L’anthropologue et économiste David Graeber publie « Bullshit Jobs ». Une enquête, donc, sur les « jobs à la con ».
« On nous raconte que le capitalisme n’est pas un système très joli, qu’il crée de la misère et de l’aliénation. Mais au moins, nous dit-on, il est efficace. Ce serait même le meilleur système jamais pensé. Et moi je l’ai cru aussi. Et puis j’ai rencontré beaucoup de gens qui m’ont dit : je ne fais rien toute la journée à mon boulot. Je me suis même rendu compte que 37% à 40% des gens sentent que leur métier n’a pas besoin d’exister. Le système est vraiment complètement délirant ».
Enseignant en Anthropologie et en Économie à la London School Economist, grande voix de l’Occupy Wall Street (mouvement de contestation pacifique dénonçant les abus du capitalisme financier), David Graeber vient de publier, aux Éditions Les liens qui Libèrent, son enquête Bullshit Jobs, qui raconte ces métiers qui, comme leur appellation l’indique, s’avèrent être de véritables jobs à la con.
« Job à la con », et non pas « job de merde », précise David Graeber. Car contrairement aux « jobs à la con », les « jobs de merde », comme on qualifie ces jobs souvent mal payés, où les gens sont humilités et déconsidérés par la société, sont le plus souvent les emplois les plus utiles et les plus nécessaires à la société.
Plus il est difficile d’expliquer aux autres ce que vous faites au travail, plus il est probable que votre travail soit, en effet, un job à la con
David Graeber : « Il y a une différence très nette entre la façon dont votre emploi bénéficie aux autres et la façon dont vous êtes payés. Plus vous aidez le monde, moins vous êtes payés. On nous enseigne effectivement qu’il n’y a pas de superflus dans le capitalisme, et qui out job inutile aurait, normalement, été nécessairement supprimé. Or, ce n’est pas le cas. Certaines personnes, le plus souvent ceux qui ont le plus de gens sous leur responsabilité, n’effectuent dans les faits aucun travail véritable. »

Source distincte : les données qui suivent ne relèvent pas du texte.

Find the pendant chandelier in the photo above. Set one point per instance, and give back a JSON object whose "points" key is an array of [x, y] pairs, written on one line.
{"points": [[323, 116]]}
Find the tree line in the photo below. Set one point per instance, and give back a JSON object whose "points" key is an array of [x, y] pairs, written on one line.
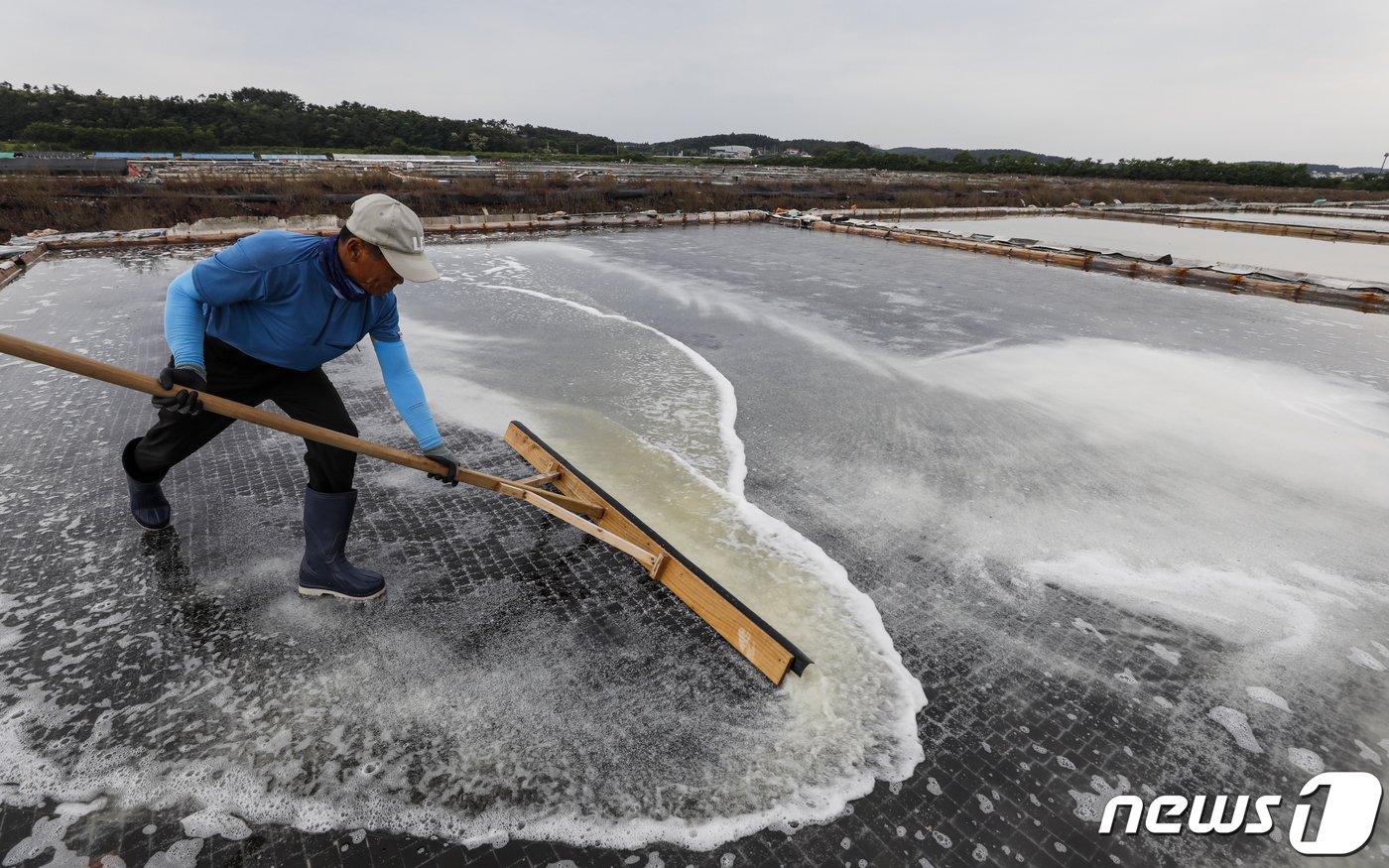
{"points": [[256, 120], [1163, 169], [253, 118]]}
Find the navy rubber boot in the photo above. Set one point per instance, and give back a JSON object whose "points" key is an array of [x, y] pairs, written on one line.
{"points": [[325, 572], [148, 503]]}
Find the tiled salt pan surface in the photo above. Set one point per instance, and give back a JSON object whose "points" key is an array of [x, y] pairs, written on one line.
{"points": [[1078, 503]]}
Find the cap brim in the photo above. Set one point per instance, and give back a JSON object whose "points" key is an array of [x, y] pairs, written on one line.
{"points": [[413, 267]]}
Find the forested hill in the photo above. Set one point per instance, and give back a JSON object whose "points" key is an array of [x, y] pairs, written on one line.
{"points": [[252, 118], [257, 120], [981, 153]]}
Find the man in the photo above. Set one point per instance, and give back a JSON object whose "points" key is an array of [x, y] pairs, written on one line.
{"points": [[256, 322]]}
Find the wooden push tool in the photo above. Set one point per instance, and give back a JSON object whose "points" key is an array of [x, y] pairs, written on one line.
{"points": [[576, 502]]}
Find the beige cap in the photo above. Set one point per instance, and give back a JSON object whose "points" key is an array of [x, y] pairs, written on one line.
{"points": [[385, 222]]}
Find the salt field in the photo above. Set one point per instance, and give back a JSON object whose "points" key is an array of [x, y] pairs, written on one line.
{"points": [[1294, 218], [1344, 260], [1049, 537]]}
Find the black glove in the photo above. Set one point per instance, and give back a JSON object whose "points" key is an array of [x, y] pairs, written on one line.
{"points": [[444, 457], [185, 402]]}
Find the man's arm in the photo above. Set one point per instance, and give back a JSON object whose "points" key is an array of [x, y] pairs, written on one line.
{"points": [[185, 323], [409, 398]]}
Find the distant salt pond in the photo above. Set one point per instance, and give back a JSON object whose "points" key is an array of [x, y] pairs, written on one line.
{"points": [[1346, 260]]}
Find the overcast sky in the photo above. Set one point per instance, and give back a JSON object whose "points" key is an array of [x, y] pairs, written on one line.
{"points": [[1228, 79]]}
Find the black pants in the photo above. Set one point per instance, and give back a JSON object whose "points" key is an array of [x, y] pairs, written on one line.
{"points": [[308, 396]]}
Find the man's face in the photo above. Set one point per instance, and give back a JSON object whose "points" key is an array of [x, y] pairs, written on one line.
{"points": [[367, 267]]}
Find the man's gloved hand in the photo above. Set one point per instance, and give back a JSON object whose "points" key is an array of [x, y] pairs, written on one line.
{"points": [[187, 400], [444, 457]]}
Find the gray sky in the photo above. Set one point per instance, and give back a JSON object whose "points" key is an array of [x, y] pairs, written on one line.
{"points": [[1228, 79]]}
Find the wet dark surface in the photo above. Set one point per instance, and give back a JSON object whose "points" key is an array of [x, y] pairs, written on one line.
{"points": [[1039, 697]]}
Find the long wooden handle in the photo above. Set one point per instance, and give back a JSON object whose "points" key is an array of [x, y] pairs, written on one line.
{"points": [[120, 377]]}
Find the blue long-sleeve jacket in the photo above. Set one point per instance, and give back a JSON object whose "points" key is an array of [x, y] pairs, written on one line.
{"points": [[270, 298]]}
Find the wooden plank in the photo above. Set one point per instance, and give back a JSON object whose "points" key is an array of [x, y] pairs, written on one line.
{"points": [[742, 628], [120, 377]]}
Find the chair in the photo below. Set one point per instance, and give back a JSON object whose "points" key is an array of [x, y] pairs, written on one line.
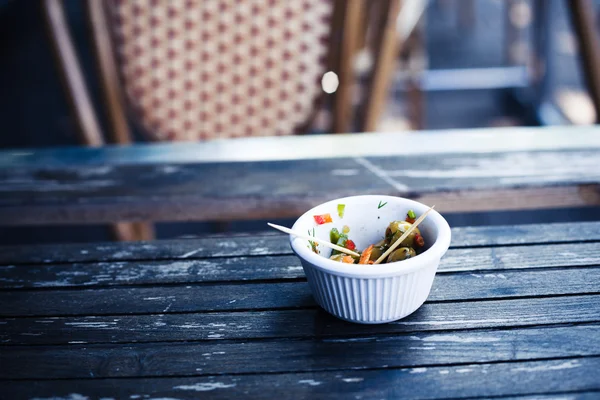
{"points": [[202, 69], [582, 17]]}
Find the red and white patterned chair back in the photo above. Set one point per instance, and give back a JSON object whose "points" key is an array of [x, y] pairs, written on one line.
{"points": [[202, 69]]}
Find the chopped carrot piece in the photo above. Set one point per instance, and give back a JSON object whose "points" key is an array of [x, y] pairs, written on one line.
{"points": [[364, 258], [348, 260], [323, 219]]}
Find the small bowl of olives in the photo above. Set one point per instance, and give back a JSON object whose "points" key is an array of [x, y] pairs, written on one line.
{"points": [[354, 287]]}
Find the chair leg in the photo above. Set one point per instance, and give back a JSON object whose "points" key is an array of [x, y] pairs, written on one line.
{"points": [[582, 16], [387, 46], [343, 96]]}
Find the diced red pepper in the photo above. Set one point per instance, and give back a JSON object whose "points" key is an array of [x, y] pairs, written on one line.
{"points": [[366, 255], [323, 219]]}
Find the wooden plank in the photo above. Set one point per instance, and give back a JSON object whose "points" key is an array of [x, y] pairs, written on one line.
{"points": [[260, 296], [193, 359], [231, 191], [273, 268], [468, 141], [463, 381], [295, 323], [262, 245]]}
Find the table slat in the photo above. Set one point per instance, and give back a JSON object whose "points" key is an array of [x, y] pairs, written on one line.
{"points": [[195, 359], [274, 268], [295, 323], [462, 381]]}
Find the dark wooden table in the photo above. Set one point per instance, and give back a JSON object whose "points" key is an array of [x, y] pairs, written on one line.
{"points": [[514, 311], [263, 178]]}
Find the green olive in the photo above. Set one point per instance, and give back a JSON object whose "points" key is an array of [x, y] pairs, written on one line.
{"points": [[337, 257], [403, 253], [397, 228], [378, 249]]}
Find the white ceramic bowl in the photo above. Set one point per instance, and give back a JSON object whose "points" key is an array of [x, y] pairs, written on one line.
{"points": [[370, 294]]}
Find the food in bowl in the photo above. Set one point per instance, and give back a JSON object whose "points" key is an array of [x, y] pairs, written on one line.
{"points": [[410, 246], [373, 293]]}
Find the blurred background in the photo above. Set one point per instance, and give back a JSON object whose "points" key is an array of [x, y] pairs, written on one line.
{"points": [[448, 64]]}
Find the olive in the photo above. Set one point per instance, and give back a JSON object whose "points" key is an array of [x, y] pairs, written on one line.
{"points": [[397, 228], [403, 253], [378, 249]]}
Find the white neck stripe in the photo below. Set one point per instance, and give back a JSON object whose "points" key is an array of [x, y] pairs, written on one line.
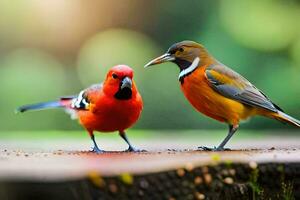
{"points": [[191, 68]]}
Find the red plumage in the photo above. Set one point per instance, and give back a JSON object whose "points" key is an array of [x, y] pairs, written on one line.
{"points": [[114, 105]]}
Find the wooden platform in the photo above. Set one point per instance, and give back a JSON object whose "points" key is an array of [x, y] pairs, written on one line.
{"points": [[37, 169]]}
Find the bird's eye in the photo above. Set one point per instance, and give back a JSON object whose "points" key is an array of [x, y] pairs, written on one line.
{"points": [[115, 76]]}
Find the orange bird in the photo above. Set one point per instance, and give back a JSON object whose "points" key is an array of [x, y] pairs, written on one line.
{"points": [[114, 105], [217, 91]]}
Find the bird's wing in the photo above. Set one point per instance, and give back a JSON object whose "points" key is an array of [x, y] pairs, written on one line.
{"points": [[232, 85], [86, 97]]}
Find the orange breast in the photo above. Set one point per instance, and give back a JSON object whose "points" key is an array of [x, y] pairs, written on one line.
{"points": [[201, 95]]}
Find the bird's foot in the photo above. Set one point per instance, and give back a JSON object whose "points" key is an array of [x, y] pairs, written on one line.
{"points": [[133, 149], [97, 150], [204, 148]]}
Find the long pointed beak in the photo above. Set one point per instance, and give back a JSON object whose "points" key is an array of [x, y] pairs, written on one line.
{"points": [[161, 59], [126, 83]]}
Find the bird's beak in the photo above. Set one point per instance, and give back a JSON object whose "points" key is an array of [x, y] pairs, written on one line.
{"points": [[161, 59], [126, 83]]}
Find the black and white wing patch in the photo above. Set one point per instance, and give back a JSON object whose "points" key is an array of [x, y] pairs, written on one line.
{"points": [[81, 102]]}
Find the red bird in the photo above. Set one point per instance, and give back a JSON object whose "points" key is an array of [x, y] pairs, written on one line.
{"points": [[114, 105]]}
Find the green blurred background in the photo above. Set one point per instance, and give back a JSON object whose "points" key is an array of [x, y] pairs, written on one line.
{"points": [[51, 48]]}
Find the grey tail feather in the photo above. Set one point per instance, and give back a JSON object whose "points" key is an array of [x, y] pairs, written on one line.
{"points": [[39, 106], [289, 119]]}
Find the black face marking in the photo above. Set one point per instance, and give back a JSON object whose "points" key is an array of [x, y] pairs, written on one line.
{"points": [[124, 94]]}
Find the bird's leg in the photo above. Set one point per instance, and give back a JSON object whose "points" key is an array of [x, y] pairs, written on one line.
{"points": [[95, 148], [232, 130], [130, 147]]}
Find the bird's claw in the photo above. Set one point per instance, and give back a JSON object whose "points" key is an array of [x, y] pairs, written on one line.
{"points": [[132, 149], [97, 150], [204, 148]]}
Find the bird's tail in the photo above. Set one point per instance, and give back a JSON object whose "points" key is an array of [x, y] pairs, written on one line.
{"points": [[281, 116], [64, 102]]}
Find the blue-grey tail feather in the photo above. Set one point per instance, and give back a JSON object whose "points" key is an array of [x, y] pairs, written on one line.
{"points": [[289, 119], [40, 106]]}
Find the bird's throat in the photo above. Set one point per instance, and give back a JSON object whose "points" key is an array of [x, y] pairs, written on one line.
{"points": [[187, 68]]}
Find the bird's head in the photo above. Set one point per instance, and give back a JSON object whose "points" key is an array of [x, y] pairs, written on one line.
{"points": [[119, 83], [188, 55]]}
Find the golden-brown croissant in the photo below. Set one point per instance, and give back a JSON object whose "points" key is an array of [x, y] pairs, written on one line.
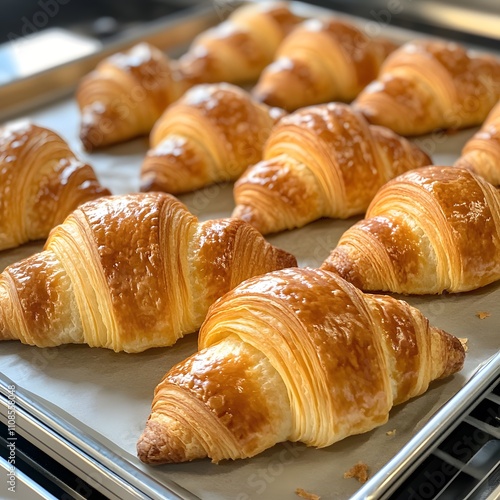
{"points": [[238, 49], [321, 161], [482, 153], [125, 95], [427, 231], [299, 355], [321, 61], [128, 92], [41, 182], [211, 134], [129, 273], [427, 85]]}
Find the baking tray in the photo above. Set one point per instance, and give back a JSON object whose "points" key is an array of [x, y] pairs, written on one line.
{"points": [[96, 402]]}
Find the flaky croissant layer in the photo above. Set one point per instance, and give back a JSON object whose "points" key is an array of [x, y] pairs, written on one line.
{"points": [[481, 153], [321, 161], [321, 61], [211, 134], [297, 354], [428, 231], [41, 182], [129, 273], [127, 92], [427, 85]]}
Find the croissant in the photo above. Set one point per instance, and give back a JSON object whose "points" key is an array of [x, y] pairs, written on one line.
{"points": [[125, 95], [482, 153], [127, 92], [321, 161], [209, 135], [321, 61], [427, 231], [238, 49], [41, 182], [428, 85], [129, 273], [299, 355]]}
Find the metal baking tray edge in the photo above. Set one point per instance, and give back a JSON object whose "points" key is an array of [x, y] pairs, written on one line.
{"points": [[78, 451]]}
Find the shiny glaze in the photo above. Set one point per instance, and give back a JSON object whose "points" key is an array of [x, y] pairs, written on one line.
{"points": [[125, 95], [329, 334], [482, 152], [39, 286], [209, 135], [134, 270], [429, 230], [37, 165], [321, 61], [326, 160], [228, 386], [426, 85], [340, 354], [238, 49]]}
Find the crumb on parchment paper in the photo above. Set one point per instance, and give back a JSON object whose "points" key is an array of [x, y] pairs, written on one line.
{"points": [[305, 494], [358, 471], [483, 314], [464, 341]]}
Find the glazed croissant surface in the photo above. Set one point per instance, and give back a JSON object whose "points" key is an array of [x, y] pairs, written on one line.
{"points": [[211, 134], [238, 49], [481, 153], [299, 355], [427, 231], [428, 85], [321, 61], [321, 161], [129, 273], [127, 92], [41, 182], [125, 95]]}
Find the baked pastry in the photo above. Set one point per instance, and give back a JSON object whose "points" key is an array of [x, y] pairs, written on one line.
{"points": [[321, 61], [125, 95], [129, 273], [427, 231], [428, 85], [238, 49], [299, 355], [321, 161], [129, 91], [482, 152], [41, 182], [211, 134]]}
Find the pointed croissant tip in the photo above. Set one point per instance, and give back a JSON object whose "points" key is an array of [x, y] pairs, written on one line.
{"points": [[90, 135], [157, 445], [250, 215]]}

Le plus souvent, l’employé lui-même, nous dit l’anthropologue, a la sensation que si son travail disparaissait du jour au lendemain, cela ne ferait aucune différence. Le monde pourrait même être un peu mieux.
Il poursuit. « Si vous écrivez, par exemple, des rapports que personne ne lit, vous effectuez probablement un emploi à la con, sans même le savoir. Et personne ne viendra vous le dire, puisque celui-ci sera souvent très bien payé. En fait, plus il est difficile d’expliquer aux autres ce que vous faites exactement au travail, plus il est probable que votre travail soit, effectivement, un job à la con. »
David Graeber était l’invité d’Armel Hemme, dans la Matinale de Nova.